Poole felt in his pocket and handed out a crumpled note, which the
lawyer, bending nearer to the candle, carefully examined. Its contents
ran thus: "Dr. Jekyll presents his compliments to Messrs. Maw. He
assures them that their last sample is impure and quite useless for his
present purpose. In the year 18--, Dr. J. purchased a somewhat large
quantity from Messrs. M. He now begs them to search with most sedulous
care, and should any of the same quality be left, forward it to him at
once. Expense is no consideration. The importance of this to Dr. J. can
hardly be exaggerated." So far the letter had run composedly enough, but
here with a sudden splutter of the pen, the writer's emotion had broken
loose. "For God's sake," he added, "find me some of the old."

"This is a strange note," said Mr. Utterson; and then sharply, "How do
you come to have it open?"

"The man at Maw's was main angry, sir, and he threw it back to me like
so much dirt," returned Poole.

"This is unquestionably the doctor's hand, do you know?" resumed the
lawyer.

"I thought it looked like it," said the servant rather sulkily; and
then, with another voice, "But what matters hand of write?" he said.
"I've seen him!"

"Seen him?" repeated Mr. Utterson. "Well?"

"That's it!" said Poole. "It was this way. I came suddenly into the
theater from the garden. It seems he had slipped out to look for this
drug or whatever it is; for the cabinet door was open, and there he was
at the far end of the room digging among the crates. He looked up when
I came in, gave a kind of cry, and whipped upstairs into the cabinet. It
was but for one minute that I saw him, but the hair stood upon my head
like quills. Sir, if that was my master, why had he a mask upon his
face? If it was my master, why did he cry out like a rat, and run from
me? I have served him long enough. And then..." The man paused and
passed his hand over his face.

"These are all very strange circumstances," said Mr. Utterson, "but I
think I begin to see daylight. Your master, Poole, is plainly seized
with one of those maladies that both torture and deform the sufferer;
hence, for aught I know, the alteration of his voice; hence the mask and
the avoidance of his friends; hence his eagerness to find this drug, by
means of which the poor soul retains some hope of ultimate recovery--God
grant that he be not deceived! There is my explanation; it is sad
enough, Poole, ay, and appalling to consider; but it is plain and
natural, hangs well together, and delivers us from all exorbitant
alarms."

"Sir," said the butler, turning to a sort of mottled pallor, "that thing
was not my master, and there's the truth.
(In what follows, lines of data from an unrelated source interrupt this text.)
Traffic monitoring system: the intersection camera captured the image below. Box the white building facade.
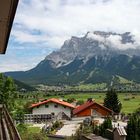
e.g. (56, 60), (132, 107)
(32, 98), (74, 117)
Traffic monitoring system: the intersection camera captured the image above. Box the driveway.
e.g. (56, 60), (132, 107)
(56, 121), (80, 136)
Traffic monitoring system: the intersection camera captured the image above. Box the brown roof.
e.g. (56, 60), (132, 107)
(114, 127), (127, 136)
(31, 98), (75, 108)
(73, 101), (113, 115)
(0, 0), (19, 54)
My master"--here he looked
round him and began to whisper--"is a tall, fine build of a man, and
this was more of a dwarf." Utterson attempted to protest. "O, sir,"
cried Poole, "do you think I do not know my master after twenty years?
Do you think I do not know where his head comes to in the cabinet door,
where I saw him every morning of my life? No, sir, that thing in the
mask was never Dr. Jekyll--God knows what it was, but it was never Dr.
Jekyll; and it is the belief of my heart that there was murder done."

"Poole," replied the lawyer, "if you say that, it will become my duty to
make certain. Much as I desire to spare your master's feelings, much as
I am puzzled by this note which seems to prove him to be still alive, I
shall consider it my duty to break in that door."
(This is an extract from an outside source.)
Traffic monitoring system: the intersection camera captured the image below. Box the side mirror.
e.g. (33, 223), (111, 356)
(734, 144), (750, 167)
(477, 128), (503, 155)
"Ah, Mr. Utterson, that's talking!" cried the butler.

"And now comes the second question," resumed Utterson: "Who is going to
do it?"

"Why, you and me, sir," was the undaunted reply.

"That's very well said," returned the lawyer; "and whatever comes of it,
I shall make it my business to see you are no loser."

"There is an axe in the theatre," continued Poole; "and you might take
the kitchen poker for yourself."

The lawyer took that rude but weighty instrument into his hand, and
balanced it. "Do you know, Poole," he said, looking up, "that you and I
are about to place ourselves in a position of some peril?"